I have a MacBook running 10.6 OS X.

I am using Boot-Camp to run Windows XP SP3 as well.

I do not have the original OS X install disc to download the required drivers, so I fetched them from apple.com.

However, when transfred to XP with a USB stick, the files will not execute. When clicked, run, anything... NOTHING happens.

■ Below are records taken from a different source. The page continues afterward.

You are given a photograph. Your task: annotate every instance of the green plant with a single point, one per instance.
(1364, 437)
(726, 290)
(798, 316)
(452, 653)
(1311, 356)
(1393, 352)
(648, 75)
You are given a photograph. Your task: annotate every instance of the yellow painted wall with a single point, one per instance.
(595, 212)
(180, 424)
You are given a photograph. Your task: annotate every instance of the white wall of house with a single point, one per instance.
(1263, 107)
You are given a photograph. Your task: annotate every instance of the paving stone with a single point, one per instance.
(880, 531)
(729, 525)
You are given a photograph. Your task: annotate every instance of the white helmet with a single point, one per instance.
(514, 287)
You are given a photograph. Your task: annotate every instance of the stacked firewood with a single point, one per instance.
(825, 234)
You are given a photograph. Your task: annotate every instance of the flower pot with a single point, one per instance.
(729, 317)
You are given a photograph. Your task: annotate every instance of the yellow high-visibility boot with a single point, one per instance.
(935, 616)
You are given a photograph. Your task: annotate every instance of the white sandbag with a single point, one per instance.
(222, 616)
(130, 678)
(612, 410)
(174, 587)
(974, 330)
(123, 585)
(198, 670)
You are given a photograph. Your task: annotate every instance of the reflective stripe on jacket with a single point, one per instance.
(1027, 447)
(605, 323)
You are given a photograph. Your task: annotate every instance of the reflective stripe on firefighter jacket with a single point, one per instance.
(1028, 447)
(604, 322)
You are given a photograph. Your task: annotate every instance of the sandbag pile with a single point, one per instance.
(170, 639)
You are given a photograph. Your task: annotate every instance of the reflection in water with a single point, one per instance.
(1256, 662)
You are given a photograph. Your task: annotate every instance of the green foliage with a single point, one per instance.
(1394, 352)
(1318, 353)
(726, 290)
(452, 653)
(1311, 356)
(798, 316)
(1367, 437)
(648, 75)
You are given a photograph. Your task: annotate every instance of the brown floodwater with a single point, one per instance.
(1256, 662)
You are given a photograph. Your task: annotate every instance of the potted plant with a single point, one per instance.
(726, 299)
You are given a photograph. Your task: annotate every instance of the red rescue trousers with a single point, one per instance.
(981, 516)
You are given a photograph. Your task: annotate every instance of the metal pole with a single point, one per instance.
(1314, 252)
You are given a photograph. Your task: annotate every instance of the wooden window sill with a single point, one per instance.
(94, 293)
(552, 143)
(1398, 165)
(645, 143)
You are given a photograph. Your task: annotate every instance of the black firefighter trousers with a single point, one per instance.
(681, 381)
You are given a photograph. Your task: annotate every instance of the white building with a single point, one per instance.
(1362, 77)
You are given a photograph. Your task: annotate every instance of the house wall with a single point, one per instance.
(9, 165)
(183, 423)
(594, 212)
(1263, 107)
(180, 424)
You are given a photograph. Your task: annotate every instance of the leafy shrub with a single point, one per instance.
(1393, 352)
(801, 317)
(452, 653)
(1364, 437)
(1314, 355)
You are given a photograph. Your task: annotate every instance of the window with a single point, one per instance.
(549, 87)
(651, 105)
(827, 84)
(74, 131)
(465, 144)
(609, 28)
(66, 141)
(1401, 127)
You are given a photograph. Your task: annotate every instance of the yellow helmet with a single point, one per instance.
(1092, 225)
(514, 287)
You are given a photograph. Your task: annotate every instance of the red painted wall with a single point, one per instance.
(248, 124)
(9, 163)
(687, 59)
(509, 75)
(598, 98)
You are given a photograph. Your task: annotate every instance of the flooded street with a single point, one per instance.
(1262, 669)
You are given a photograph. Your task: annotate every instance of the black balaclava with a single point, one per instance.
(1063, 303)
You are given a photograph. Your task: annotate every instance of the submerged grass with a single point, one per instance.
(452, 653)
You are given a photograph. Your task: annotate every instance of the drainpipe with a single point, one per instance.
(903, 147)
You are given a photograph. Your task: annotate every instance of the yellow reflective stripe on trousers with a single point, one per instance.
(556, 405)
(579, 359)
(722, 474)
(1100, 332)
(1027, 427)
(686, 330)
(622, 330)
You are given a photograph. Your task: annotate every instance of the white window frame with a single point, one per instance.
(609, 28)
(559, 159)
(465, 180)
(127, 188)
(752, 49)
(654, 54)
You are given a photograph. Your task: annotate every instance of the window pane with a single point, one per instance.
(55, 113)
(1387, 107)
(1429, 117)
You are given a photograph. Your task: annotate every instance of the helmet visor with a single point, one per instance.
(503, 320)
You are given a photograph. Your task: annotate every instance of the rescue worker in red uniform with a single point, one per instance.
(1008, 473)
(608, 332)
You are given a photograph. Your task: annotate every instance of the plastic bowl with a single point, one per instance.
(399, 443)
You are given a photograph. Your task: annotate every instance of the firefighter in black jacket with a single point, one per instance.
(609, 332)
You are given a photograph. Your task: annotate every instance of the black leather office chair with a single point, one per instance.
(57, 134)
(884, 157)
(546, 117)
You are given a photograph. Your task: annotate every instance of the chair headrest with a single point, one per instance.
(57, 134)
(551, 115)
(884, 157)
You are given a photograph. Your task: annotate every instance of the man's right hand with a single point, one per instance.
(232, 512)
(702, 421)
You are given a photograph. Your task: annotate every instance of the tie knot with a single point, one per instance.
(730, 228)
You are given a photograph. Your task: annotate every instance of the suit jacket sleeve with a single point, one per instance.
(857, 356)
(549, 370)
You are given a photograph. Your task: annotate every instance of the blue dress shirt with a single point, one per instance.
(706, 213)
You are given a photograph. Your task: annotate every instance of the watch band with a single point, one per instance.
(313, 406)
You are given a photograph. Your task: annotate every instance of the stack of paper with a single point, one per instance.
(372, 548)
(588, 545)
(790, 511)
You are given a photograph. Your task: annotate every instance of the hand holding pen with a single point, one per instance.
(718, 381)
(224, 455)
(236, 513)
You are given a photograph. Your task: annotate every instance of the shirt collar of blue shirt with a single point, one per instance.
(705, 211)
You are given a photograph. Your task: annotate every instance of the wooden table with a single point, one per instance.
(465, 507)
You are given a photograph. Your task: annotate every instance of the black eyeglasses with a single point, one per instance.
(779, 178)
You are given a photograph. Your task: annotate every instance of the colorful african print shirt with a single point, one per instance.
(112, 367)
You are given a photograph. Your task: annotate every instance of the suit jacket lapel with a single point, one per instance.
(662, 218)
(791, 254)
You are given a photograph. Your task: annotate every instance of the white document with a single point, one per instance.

I've read about finding certain registry keys (something to do with language), but they don't exist, or aren't found on my computer.

Help!?

(here is the link to drivers http://support.apple.com/kb/DL830)


----------



## Ozzdog (Mar 3, 2011)

bump?


----------



## Headrush (Feb 9, 2005)

Are you trying to run the application directly off the USB or have you transferred it to the hard drive first?


----------



## Ozzdog (Mar 3, 2011)

It has been transfered to my hard drive.


----------



## Elvandil (Aug 1, 2003)

What format are the drivers in? If they have setup files, you can install them by running the executables, but if not, the drivers need to be installed manually. Drivers themselves do not "execute", so they do not "run" or do anything.


----------



## Ozzdog (Mar 3, 2011)

The "Drivers" are downloaded as executable .rar files, containing other files. The main executable .rar does nothing when run, you can see it as a process doing something briefly, then disappears. 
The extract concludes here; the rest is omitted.